An increasingly vital part of the University of Chicago’s legacy of pushing forward the boundaries of scientific understanding is the University’s affiliation with internationally renowned centers of research: Argonne National Laboratory, Fermi National Accelerator Laboratory and, most recently, the Marine Biological Laboratory.
Institutional leaders, researchers and elected officials came together recently at the new William Eckhardt Research Center to celebrate the past, present and future of these fruitful partnerships in the context of the University’s 125th anniversary. The event showcased the impact of the partnerships on advancing research, training the next generation of scientists, enabling successful technologies and creating a nexus of intellectual talent in or connected to the Chicago region.
“At every level, the University of Chicago continues to be an economic, intellectual and cultural resource that the city draws on,” said Mayor Rahm Emanuel. “The city immensely benefits from the depth of what goes on at these institutions, to continue to be a world-class city with world-class capacity.”
The institutions’ histories have shown their combined power to change fields of study. Collaborations between the University and Fermilab have led to groundbreaking research in high-energy physics, while the University’s affiliation with Argonne is a source of advances in fields such as computation, materials science and molecular engineering. The relatively new MBL affiliation has similar potential to foster original collaborations in marine biology.
“The strength, and in some sense the challenge and the art form, is the ability to take a university and laboratories that have different capabilities, different strengths and sometimes different ways of doing research, and put them all together to do extraordinary work that none of them could do alone,” said President Robert J. Zimmer.
A legacy of discovery and collaboration
The U.S. government’s establishment of Argonne in 1946 grew out of the efforts of Enrico Fermi and other UChicago scientists, who oversaw the first controlled nuclear reaction and then sought to explore peaceful applications of this powerful energy source. UChicago researchers led and participated in landmark high-energy physics experiments at Fermilab from its founding in 1967. Though the official affiliation with Marine Biological Laboratory was established in 2013, UChicago biologists such as Charles O. Whitman were instrumental in the founding of that institution in 1888.
Those relationships have put UChicago in the vanguard of some of the last century’s greatest scientific achievements: the identification of the top quark and the Higgs boson, the design of new technologies for nuclear power and electric vehicles, and the use of powerful imaging technology to reveal the inner workings of DNA and other cellular machinery. One key to such discoveries is the ability of the laboratories and the University to bring together top researchers of many disciplines from around the nation and the world.

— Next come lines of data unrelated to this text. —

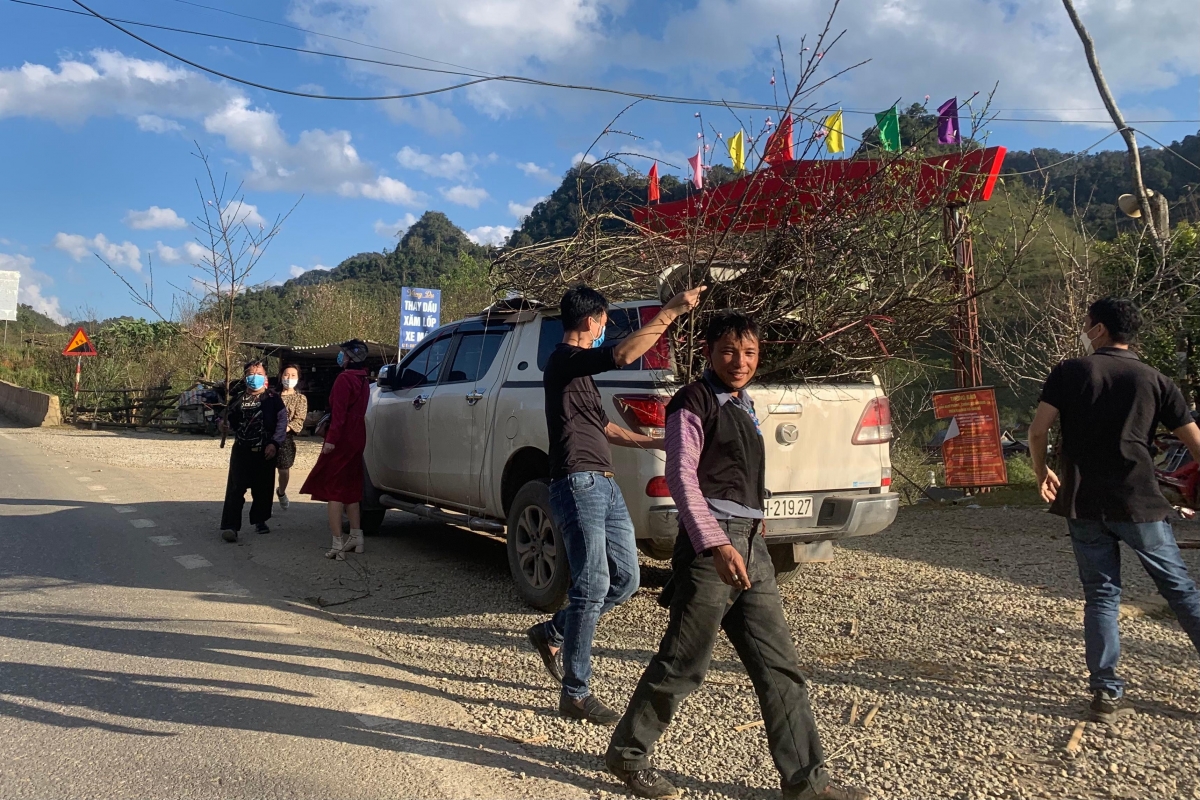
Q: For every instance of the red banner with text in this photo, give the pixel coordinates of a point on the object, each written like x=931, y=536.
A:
x=971, y=450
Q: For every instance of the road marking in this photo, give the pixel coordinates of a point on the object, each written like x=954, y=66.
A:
x=228, y=588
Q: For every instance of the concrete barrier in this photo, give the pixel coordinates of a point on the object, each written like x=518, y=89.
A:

“These labs are able to convene powerful groups of researchers to address current scientific and engineering challenges that would be very difficult anywhere else,” said Provost Eric Isaacs. “Not only do they convene scientists, engineers, faculty and staff, but they are able to bring together these researchers with innovators from industry…to address major technological problems.”
New connections, new answers
Several new UChicago-laboratory partnerships prepare these institutions to tackle new challenges over the next 125 years. Joint initiatives such as the Institute for Molecular Engineering and the South Pole Telescope, as well as international collaborations led by the University and labs, explore the frontiers of renewable energy, climate change, neutrino physics and more.
Scientists from each of the four institutions explained the global impact of these research efforts. Marcela Carena, director of international relations and head of the theoretical physics department at Fermilab, and professor in physics at UChicago, presented experiments to find dark matter and study the early conditions of the universe. Leah Guzowski, director of strategy and research programs and energy policy scientist at Argonne, and fellow at the Computation Institute, described collaborative efforts to increase understanding of cities and urbanization.
Julie Huber, associate scientist and associate director of the Josephine Bay Paul Center at MBL, discussed bringing back new forms of microbial life from 7,000 feet below the ocean surface that may hold the key to new antibiotics, biofuels or even the discovery of life on other planets. Melody Swartz, the William B. Ogden Professor at the Institute for Molecular Engineering, spoke about the potential of immunotherapy to enlist the human body’s own immune system in the fight against cancer.
Remaining open to new, creative collaborations is one of the best ways to solve the most challenging emerging problems in science, said Huntington Willard, president and director of the MBL, in a panel that featured all three laboratory directors.
“The University of Chicago provides…an opportunity to bring in a group of colleagues that gives us the capacity for thinking much more strategically about our future, what kinds of questions and problems we want to tackle together,” Willard said.